Basics of Graph representation learning

Reading through the basics and applying for detecting rumour propagation networks

Why Graph representation learning?

Graph representation learning is …. tadaa …deep learning for graphs.

The one key factor behind graph representation learning is:

Don’t tamper with a graph dataset.

The structure of the graph itself has probably precious information. Instead of modifying a graph input to be able to feed to our ML models, we feed the Graph as it is. Graph neural networks aim to work with graph datasets directly as their input.

Our models would aim to learn the node embeddings to attach some meaning to the inputs, and then we can train towards predicting downstream tasks such as a node prediction or missing edge prediction.

A rumour propagation network with source and collaborator at its heart, spreading rumour outwards to unsuspecting users

For example in this above network, where a source is trying to spread fake news (text), the reshares between collaborators is an easy hint. If our model has understood that the source and collaborators often actively collude together to spreak fake information, it would be easier to red flag fake information, rather than investigating in isolation each share/retweet of the fake content (the original shared rumour text or the fake image in question here).

Outline of this blog

The end goal of this blog would be to learn the ‘theoretical’ working of these three neural networks:

1) GCN (Graph Convolution Network) 2) GAT (Graph Attention Network) 3) Graph Sage

And then apply it to a fake news dataset (UPFD - politifact). I have not written any new code and mostly just borrowed an example notebook to compare the performance of the three networks GCN, GAT and GraphSage.

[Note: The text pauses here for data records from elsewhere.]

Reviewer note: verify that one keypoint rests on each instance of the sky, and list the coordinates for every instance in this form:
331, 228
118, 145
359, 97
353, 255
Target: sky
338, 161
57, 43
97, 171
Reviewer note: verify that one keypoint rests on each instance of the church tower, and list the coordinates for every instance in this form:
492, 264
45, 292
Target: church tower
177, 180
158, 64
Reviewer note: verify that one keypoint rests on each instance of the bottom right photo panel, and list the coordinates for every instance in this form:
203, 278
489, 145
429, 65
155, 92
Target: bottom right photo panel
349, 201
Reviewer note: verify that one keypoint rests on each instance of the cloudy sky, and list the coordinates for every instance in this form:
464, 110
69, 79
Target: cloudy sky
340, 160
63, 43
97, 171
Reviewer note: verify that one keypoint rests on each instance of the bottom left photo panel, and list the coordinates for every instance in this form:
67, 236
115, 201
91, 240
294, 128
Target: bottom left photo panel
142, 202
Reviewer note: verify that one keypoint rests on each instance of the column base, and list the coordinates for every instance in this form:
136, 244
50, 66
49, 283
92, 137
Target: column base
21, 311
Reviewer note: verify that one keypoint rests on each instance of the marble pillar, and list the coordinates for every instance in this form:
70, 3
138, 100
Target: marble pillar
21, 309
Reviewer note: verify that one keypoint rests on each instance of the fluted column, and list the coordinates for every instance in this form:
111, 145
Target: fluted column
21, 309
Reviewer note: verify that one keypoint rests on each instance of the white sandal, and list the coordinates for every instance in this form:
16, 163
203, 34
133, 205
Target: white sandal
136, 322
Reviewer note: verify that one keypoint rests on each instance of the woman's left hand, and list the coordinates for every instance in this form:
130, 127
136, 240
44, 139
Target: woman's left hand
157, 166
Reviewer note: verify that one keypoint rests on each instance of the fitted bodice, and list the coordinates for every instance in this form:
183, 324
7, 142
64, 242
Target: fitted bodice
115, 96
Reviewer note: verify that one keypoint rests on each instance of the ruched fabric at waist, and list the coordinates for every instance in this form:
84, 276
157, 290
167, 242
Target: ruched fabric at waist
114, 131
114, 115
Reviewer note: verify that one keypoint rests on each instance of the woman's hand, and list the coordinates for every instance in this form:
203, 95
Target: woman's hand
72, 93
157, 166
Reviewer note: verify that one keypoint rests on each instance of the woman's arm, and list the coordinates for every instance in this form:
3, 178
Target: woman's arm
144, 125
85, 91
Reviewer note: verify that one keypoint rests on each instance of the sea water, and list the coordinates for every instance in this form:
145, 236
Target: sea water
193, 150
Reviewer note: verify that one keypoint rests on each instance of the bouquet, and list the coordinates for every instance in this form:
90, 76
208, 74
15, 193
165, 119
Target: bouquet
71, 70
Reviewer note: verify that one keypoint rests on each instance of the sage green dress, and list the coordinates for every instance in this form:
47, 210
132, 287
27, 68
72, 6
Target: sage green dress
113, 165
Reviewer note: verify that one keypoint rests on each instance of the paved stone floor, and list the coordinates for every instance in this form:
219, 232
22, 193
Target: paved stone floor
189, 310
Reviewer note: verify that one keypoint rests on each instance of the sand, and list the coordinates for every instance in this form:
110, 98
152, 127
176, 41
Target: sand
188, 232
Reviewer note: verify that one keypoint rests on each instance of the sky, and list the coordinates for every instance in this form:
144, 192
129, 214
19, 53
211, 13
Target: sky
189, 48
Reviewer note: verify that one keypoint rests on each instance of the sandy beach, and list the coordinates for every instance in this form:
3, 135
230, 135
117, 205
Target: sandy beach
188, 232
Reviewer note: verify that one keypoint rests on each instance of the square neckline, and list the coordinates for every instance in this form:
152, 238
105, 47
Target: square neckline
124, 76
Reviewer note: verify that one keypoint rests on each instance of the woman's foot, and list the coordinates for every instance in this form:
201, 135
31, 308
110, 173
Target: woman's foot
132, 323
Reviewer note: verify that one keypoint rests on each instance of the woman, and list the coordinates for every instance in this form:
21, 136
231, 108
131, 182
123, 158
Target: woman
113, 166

I felt I had to jump a lot of hurdles while reading the material of this new topic as there were several new terminologies specific to this field. I shall try to discuss key terms , and hopefully these could be of use to others struggling to grapple with the meanings.

Here is my exposition walk through of some of the basics!

First things first:

What is Inductive and Transductive learning?

These are words which seem to be thrown around a lot when discusing graph representation literature.

‘Transductive’ is a learning task where embeddings are created for ‘one graph’, limited to the example present in the training set.

‘Inductive’ learning is an approach, which can work on graphs and nodes different from those present in the training set.

An inductive learning split. Here we would have disparate train, validation and test “graphs”.

In a very layman understanding Transductive datasets shall have only 1 graph but multiple nodes and edges.

Inductive datasets will have multiple graphs with their nodes and edges.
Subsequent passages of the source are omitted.